Flüchtlingsfamilie Alaya in ihrer Wohnung an der Kantstraße.

Flüchtlingsfamilie Alaya in ihrer Wohnung an der Kantstraße.

Foto: Reto Klar

Berlin. Den Kuchen und die selbst gemachte Pizza abzulehnen, weil man gerade gegessen hat, wird nicht mehr falsch verstanden. Man kennt sich mittlerweile gut genug, damit sich Loris Alaya nicht vor den Kopf gestoßen fühlt. Es sind die Reste von der Feier für die nun vierjährige Tochter Teresa. Mit Stuhlrücken und Ballons, Geschenken und Tütchen voller Süßigkeiten für jeden ihrer Gäste wurde am Vortag ihr neues Lebensjahr gefeiert. Ein Kindergeburtstag, wie man ihn hier kennt. Nicht aber in Syrien. Dort sieht das ganz anders aus, erzählt Loris gleich. Da wird zwar auch Essen zubereitet, aber der Fokus liegt nicht auf den Kindern, um die es an so einem Tag ja eigentlich geht, sondern vielmehr auf den Eltern. „Die Gesellschaft in unserer Heimat ist nicht besonders kinderfixiert“, sagt die 25-Jährige. Sie mag, dass es hier anders ist.

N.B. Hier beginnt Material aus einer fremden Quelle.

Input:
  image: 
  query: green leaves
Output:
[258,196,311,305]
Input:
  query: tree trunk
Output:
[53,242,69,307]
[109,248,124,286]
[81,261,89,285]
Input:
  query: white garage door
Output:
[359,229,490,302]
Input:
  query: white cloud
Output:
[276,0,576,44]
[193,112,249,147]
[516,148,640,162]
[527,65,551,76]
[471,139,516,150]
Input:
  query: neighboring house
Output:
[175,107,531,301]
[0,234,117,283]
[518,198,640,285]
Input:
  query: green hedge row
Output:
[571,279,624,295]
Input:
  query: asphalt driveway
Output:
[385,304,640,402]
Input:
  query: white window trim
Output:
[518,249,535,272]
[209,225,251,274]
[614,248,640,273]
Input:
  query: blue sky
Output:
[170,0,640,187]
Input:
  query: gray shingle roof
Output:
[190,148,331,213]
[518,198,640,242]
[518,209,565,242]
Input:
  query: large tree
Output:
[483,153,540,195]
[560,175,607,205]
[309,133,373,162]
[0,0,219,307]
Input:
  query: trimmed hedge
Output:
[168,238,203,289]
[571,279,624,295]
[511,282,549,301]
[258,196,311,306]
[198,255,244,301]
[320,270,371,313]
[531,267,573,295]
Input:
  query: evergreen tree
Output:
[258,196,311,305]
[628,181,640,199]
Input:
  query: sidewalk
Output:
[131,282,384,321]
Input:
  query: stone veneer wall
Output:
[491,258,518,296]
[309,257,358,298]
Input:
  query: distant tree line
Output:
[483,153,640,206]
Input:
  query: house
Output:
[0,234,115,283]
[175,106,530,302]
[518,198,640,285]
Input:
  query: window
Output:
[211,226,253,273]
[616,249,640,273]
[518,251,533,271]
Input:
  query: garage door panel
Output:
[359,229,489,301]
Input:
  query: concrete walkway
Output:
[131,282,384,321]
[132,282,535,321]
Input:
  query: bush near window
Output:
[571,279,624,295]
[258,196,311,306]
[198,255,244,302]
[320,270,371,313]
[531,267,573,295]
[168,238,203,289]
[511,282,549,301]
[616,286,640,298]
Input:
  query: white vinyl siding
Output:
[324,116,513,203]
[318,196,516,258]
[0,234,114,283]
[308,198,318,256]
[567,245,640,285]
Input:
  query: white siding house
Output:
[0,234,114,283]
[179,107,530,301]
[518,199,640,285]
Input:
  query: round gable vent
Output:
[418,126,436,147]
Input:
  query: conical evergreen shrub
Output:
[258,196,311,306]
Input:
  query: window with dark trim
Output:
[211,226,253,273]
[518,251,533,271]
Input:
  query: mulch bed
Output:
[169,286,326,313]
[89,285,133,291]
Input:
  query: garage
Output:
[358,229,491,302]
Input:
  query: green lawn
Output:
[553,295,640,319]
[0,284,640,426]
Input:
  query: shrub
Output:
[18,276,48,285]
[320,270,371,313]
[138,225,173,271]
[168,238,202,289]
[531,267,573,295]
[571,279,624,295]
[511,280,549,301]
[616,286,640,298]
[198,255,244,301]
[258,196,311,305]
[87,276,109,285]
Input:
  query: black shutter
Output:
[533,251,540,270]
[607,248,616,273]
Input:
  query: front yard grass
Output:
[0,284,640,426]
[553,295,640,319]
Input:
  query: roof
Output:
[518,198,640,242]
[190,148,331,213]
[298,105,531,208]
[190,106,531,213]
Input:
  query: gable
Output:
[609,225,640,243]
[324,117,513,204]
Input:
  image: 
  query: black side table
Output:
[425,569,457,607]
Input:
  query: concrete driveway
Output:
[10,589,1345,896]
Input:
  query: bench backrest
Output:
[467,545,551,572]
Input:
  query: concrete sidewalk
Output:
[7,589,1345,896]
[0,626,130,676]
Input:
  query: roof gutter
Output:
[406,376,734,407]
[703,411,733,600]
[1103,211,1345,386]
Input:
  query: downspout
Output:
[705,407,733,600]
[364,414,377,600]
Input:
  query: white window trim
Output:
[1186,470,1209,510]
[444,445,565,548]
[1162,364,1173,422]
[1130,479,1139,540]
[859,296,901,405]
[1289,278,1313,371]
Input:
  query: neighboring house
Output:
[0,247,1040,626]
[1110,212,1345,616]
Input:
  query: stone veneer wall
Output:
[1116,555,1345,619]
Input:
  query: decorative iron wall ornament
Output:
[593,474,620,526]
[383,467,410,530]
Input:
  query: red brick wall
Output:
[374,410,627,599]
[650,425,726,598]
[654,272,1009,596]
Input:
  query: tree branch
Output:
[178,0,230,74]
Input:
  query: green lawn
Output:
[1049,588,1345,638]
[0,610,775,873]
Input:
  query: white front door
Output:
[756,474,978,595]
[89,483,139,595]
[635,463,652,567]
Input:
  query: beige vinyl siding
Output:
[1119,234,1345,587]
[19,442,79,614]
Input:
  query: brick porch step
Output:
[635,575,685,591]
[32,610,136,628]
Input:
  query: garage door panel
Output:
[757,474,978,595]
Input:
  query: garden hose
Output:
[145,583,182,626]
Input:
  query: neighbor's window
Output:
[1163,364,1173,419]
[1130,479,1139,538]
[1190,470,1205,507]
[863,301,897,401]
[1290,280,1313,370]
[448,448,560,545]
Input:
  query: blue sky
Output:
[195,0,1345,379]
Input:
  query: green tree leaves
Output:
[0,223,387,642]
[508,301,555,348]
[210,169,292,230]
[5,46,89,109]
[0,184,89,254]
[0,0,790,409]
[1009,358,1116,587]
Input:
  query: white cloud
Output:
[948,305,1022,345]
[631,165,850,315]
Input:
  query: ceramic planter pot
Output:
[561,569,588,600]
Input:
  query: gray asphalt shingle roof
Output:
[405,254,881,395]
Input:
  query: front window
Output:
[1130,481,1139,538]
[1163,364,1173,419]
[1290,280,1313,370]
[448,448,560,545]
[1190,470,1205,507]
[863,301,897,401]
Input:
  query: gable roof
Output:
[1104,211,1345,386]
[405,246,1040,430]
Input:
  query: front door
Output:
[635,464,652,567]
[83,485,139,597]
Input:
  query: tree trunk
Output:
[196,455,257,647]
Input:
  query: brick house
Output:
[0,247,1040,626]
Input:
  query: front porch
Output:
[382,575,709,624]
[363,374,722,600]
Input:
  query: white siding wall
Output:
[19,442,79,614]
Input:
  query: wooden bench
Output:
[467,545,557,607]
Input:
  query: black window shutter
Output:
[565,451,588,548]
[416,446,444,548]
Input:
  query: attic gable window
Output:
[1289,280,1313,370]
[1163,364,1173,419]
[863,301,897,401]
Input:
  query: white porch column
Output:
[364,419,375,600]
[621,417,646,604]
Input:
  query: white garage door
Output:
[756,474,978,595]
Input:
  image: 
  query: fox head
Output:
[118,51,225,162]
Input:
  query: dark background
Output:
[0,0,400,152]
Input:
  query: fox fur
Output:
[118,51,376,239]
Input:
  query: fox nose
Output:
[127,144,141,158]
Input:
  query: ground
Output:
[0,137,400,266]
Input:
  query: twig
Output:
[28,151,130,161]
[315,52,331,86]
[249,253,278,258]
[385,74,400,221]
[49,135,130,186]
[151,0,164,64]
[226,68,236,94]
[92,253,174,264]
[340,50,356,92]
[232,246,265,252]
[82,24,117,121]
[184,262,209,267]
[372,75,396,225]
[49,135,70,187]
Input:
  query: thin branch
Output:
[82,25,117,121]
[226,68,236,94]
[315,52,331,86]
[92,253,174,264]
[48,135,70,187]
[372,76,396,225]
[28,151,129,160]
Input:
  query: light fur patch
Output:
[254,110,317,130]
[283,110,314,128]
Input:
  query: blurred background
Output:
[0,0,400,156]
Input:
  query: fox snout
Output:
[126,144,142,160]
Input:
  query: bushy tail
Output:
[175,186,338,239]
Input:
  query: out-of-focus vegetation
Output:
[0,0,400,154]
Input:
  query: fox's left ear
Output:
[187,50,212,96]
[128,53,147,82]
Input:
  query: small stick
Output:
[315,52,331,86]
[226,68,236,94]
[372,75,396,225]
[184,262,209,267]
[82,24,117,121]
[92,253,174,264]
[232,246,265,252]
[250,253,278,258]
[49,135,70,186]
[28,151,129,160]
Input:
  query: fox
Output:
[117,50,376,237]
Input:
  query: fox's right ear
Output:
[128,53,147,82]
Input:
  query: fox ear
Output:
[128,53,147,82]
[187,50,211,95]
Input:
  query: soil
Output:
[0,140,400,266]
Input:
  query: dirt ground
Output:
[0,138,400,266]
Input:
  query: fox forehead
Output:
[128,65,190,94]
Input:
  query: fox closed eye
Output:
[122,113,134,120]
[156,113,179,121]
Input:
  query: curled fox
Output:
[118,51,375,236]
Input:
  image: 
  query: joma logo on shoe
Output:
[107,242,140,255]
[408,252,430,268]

Auch dass sich Teresa über Kinderbücher freuen kann, die es in Syrien einfach nicht gibt. „Dort liest man seinen Kindern nichts vor – sie werden mehr wie Erwachsene behandelt.“ Müssen gehorsam sein und still am Esstisch. Loris will das so nicht mehr, weil sie nun anderes kennengelernt hat, nachdem sie mit ihrem Mann Rafaat (28) und Teresa vor knapp dreieinhalb Jahren nach Berlin gekommen war. Loris ist jetzt mit eigener Familie in einem Alter, wo sie darüber nachdenkt, wie ihre Kindheit war. Ihre Eltern leben heute in den USA. Sie erinnert sich daran, dass sie und ihre Schwester in Angst vor dem Vater erzogen wurden. Wenn er nach Hause kam, versteckten sie sich auf ihren Zimmern.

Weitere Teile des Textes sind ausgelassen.